Sgouros Nicholas P, Loukas Constantinos, Koufi Vassiliki, Troupis Theodore G, Georgiou Evangelos
National and Kapodistrian University of Athens, School of Medicine, Athens, Greece.
University of Piraeus, Department of Digital Systems, Piraeus, Greece.
Int J Med Robot. 2018 Feb;14(1). doi: 10.1002/rcs.1853. Epub 2017 Aug 15.
Various sensors and methods are used for evaluating trainees' skills in laparoscopic procedures. These methods are usually task-specific and involve high costs or advanced setups.

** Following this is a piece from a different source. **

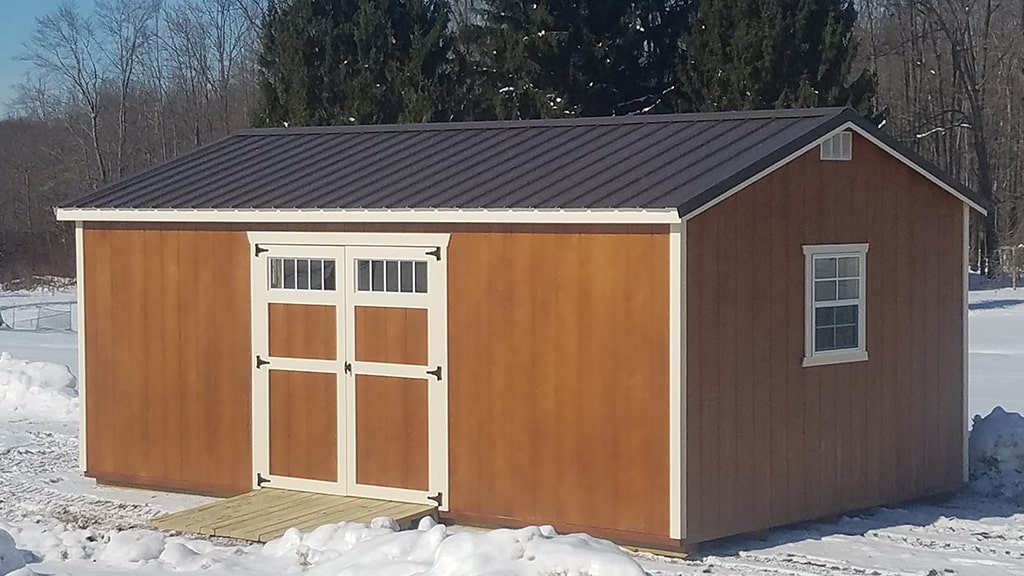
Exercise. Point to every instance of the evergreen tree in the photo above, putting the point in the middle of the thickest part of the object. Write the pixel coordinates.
(577, 57)
(774, 53)
(365, 62)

In this paper, we propose a novel manoeuver representation feature space (MRFS) constructed by tracking the vanishing points of the edges of the graspers on the video sequence frames, acquired by the standard box trainer camera. This study aims to provide task-agnostic classification of trainees in experts and novices using a single MRFS over two basic laparoscopic tasks.

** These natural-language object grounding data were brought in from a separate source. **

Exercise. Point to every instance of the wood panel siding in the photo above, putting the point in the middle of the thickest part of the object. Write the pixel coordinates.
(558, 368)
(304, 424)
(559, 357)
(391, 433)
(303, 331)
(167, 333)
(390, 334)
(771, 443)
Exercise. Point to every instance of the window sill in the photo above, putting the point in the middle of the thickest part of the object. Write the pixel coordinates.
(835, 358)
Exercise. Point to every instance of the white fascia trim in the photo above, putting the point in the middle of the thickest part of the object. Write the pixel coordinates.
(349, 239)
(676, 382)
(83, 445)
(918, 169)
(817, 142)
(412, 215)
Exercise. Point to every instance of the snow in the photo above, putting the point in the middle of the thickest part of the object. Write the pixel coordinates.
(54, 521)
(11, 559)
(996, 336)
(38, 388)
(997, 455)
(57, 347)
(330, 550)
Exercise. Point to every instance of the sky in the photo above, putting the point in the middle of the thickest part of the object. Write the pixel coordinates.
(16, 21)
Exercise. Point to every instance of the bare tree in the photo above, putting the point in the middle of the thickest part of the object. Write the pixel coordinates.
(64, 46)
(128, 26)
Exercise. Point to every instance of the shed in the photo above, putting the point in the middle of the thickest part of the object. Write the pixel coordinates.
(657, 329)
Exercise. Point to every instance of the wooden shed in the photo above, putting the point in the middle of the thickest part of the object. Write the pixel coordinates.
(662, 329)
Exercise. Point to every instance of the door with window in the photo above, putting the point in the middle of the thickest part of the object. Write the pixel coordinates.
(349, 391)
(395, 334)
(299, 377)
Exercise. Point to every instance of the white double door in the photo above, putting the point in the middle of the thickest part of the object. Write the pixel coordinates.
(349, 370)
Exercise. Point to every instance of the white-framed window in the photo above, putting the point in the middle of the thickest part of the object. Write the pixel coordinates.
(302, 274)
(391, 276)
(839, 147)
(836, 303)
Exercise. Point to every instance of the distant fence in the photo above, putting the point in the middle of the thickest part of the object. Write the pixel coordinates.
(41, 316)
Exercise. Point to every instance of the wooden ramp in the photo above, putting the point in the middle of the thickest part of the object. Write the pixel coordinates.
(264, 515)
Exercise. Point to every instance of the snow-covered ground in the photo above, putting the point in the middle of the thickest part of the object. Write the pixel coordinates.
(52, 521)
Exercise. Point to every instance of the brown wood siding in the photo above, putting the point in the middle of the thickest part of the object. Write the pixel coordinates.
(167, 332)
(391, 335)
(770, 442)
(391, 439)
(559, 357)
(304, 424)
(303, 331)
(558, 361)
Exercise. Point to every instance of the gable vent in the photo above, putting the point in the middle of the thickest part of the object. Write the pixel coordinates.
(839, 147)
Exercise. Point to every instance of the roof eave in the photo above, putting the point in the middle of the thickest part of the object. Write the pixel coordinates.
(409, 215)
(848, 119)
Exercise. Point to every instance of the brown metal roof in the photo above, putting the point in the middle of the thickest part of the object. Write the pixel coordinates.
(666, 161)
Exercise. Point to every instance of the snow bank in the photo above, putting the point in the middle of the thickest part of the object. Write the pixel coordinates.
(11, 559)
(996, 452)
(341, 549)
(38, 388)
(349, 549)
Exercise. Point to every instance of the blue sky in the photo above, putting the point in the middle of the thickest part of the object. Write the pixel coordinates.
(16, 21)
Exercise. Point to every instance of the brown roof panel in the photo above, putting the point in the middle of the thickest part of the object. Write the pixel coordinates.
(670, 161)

The system achieves an average of 96% correct classification ratio (CCR) when no information on the performed task is available and >98% CCR when the task is known, outperforming a recently proposed video-based technique by >13%.

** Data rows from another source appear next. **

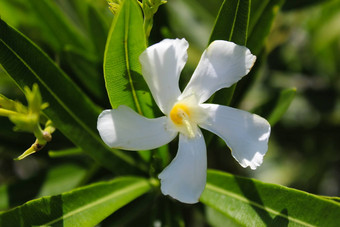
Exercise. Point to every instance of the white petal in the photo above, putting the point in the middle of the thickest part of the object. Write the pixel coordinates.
(222, 64)
(185, 177)
(162, 64)
(246, 134)
(123, 128)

Robustness, extensibility and accurate task-agnostic classification between novices and experts is achieved by utilizing advanced computer vision techniques and derived features from a novel MRFS.
各种传感器和方法被用于评估学员在腹腔镜手术中的技能。这些方法通常是特定于任务的,并且涉及高成本或先进的设置。
在本文中,我们提出了一种新颖的操作表示特征空间(MRFS),它是通过跟踪标准箱式训练器摄像头采集的视频序列帧上抓持器边缘的消失点构建而成。本研究旨在使用单个MRFS对两项基本腹腔镜任务的学员进行专家和新手的任务无关分类。
当没有关于执行任务的信息时,该系统平均正确分类率(CCR)达到96%,当任务已知时CCR>98%,比最近提出的基于视频的技术性能高出>13%。
通过利用先进的计算机视觉技术和从新颖的MRFS派生的特征,实现了新手和专家之间的鲁棒性、可扩展性和准确的任务无关分类。